There’s no dearth of talk about online influence, but until now there’s been precious little actionable advice. With the publication of my colleague Brian Solis‘ new research report, “The Rise of Digital Influence,” (it’s subtitled “A ‘how-to’ guide for businesses to spark desirable effects and outcomes through social media influence), marketers are provided with frameworks and action plans to get both strategic and tactical in their approach to effectively harnessing the elusive, but oh, so desirable impact a community of influencers. Brian helpfully defines digital influences as, “the ability to cause effect, change behavior, and drive measurable outcomes online.”
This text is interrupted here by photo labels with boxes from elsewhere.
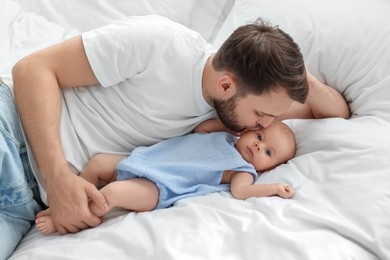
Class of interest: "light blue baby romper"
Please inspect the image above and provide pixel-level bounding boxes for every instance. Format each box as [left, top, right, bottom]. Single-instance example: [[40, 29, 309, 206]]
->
[[116, 132, 258, 209]]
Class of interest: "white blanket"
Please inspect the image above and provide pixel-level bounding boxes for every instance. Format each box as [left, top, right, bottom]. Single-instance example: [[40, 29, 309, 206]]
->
[[0, 0, 390, 260]]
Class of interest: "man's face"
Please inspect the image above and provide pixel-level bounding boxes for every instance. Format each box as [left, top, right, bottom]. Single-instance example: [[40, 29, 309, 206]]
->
[[214, 88, 293, 132]]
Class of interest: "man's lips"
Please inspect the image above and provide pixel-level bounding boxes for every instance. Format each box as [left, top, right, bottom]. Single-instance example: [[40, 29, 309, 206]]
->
[[246, 147, 253, 158]]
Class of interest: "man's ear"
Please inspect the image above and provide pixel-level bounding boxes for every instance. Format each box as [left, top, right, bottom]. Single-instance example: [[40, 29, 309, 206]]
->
[[217, 73, 237, 99]]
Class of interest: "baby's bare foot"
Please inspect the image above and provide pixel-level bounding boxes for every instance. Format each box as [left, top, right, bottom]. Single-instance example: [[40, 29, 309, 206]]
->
[[35, 215, 57, 235]]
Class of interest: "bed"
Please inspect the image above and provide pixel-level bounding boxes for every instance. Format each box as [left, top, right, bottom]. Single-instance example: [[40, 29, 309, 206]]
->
[[0, 0, 390, 260]]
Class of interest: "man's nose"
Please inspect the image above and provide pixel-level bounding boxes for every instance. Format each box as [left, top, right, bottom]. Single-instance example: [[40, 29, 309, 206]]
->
[[256, 116, 275, 128]]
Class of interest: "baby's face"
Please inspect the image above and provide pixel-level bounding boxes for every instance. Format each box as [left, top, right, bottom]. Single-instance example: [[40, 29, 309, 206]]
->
[[236, 122, 295, 171]]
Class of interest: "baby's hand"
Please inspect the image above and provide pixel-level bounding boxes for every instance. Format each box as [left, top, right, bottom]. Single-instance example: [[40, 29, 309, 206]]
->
[[276, 184, 294, 199]]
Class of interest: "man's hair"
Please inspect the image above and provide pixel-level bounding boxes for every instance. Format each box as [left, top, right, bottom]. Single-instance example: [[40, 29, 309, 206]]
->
[[213, 19, 308, 103]]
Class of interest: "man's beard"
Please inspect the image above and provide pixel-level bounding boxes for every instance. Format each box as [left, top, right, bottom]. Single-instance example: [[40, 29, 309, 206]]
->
[[214, 96, 245, 132]]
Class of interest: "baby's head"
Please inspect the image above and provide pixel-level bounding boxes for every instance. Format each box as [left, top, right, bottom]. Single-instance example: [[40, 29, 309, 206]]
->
[[236, 120, 296, 171]]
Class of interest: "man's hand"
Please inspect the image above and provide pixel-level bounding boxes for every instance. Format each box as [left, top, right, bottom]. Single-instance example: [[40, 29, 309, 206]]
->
[[47, 172, 107, 234]]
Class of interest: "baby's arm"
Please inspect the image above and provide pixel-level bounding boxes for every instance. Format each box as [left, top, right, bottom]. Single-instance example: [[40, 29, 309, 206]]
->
[[230, 172, 294, 200]]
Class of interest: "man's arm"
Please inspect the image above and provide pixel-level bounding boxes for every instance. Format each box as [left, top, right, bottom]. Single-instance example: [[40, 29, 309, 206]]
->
[[12, 36, 106, 234], [230, 172, 294, 200], [277, 70, 351, 120]]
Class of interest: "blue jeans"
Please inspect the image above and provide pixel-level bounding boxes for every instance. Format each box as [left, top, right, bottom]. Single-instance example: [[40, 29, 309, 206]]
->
[[0, 82, 41, 260]]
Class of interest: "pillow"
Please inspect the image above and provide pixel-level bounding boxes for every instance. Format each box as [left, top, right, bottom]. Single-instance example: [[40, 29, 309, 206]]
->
[[213, 0, 390, 121], [0, 0, 78, 75], [17, 0, 234, 41]]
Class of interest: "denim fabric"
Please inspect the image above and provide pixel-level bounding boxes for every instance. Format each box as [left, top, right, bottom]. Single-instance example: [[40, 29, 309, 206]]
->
[[0, 82, 41, 260]]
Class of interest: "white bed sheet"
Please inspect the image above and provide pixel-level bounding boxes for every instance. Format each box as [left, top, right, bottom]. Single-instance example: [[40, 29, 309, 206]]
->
[[0, 0, 390, 260]]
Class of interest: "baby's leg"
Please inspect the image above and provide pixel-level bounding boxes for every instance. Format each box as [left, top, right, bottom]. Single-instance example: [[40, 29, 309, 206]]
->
[[35, 209, 57, 235], [90, 178, 159, 216]]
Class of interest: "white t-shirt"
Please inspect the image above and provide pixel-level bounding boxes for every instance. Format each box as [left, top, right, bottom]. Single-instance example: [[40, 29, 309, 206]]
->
[[32, 16, 215, 203]]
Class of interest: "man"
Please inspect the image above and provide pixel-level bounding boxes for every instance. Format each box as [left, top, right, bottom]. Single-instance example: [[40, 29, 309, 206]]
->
[[0, 16, 349, 258]]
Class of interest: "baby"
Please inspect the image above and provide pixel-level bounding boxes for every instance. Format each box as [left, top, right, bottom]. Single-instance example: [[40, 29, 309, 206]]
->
[[36, 121, 296, 234]]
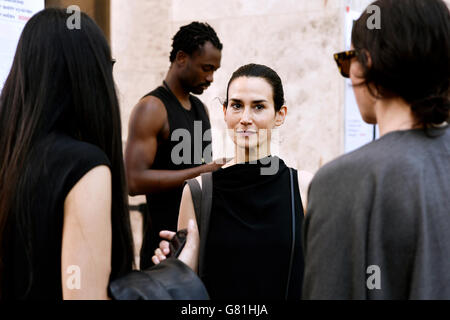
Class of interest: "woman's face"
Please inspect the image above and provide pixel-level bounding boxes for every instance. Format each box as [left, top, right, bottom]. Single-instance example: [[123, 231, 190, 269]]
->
[[350, 50, 377, 124], [223, 77, 287, 152]]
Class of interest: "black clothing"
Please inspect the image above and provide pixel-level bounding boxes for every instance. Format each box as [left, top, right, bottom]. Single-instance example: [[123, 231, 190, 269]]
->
[[303, 126, 450, 299], [203, 157, 303, 300], [3, 134, 111, 300], [140, 86, 212, 269]]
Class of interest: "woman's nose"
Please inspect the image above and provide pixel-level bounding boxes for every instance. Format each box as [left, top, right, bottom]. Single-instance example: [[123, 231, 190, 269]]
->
[[240, 108, 252, 124]]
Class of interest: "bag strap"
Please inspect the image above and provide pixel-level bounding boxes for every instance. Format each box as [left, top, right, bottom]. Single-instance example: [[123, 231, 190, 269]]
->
[[186, 178, 202, 232], [186, 172, 212, 278], [198, 172, 212, 279], [285, 168, 295, 300]]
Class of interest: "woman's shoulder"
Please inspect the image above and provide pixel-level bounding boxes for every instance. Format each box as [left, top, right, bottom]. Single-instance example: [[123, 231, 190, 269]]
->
[[42, 134, 111, 193], [49, 134, 111, 167]]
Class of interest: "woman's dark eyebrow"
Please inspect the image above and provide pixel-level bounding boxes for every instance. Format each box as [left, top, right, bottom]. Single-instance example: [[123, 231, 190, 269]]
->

A feature of this research of particular interest is a long, hard look at the tools that purportedly measure influence, e.g. Klout, Kred, and PeerIndex. Based on game mechanics (and people all to ready to game the system), I’ve looked on these tools with suspicion, particularly after Klout listed me as influential on the topic of the Calgary Flames (maybe you’re aware they’re a hockey team, but I had to google it). Do these new services that capture social media scores equate to influence? No, says Brian – but that doesn’t mean they’re not useful. “The measure here…is not influence or the capacity to influence, but instead visibility with the possibility of causing effect.”

The report contains an Influence Framework as well as an Influence Action Plan to help brands and their agencies identify connected consumers and to define and measure digital influence initiatives via an included step-by-step process. Vendors in the influence metrics space are also compared, feature-by-feature, in a helpful grid.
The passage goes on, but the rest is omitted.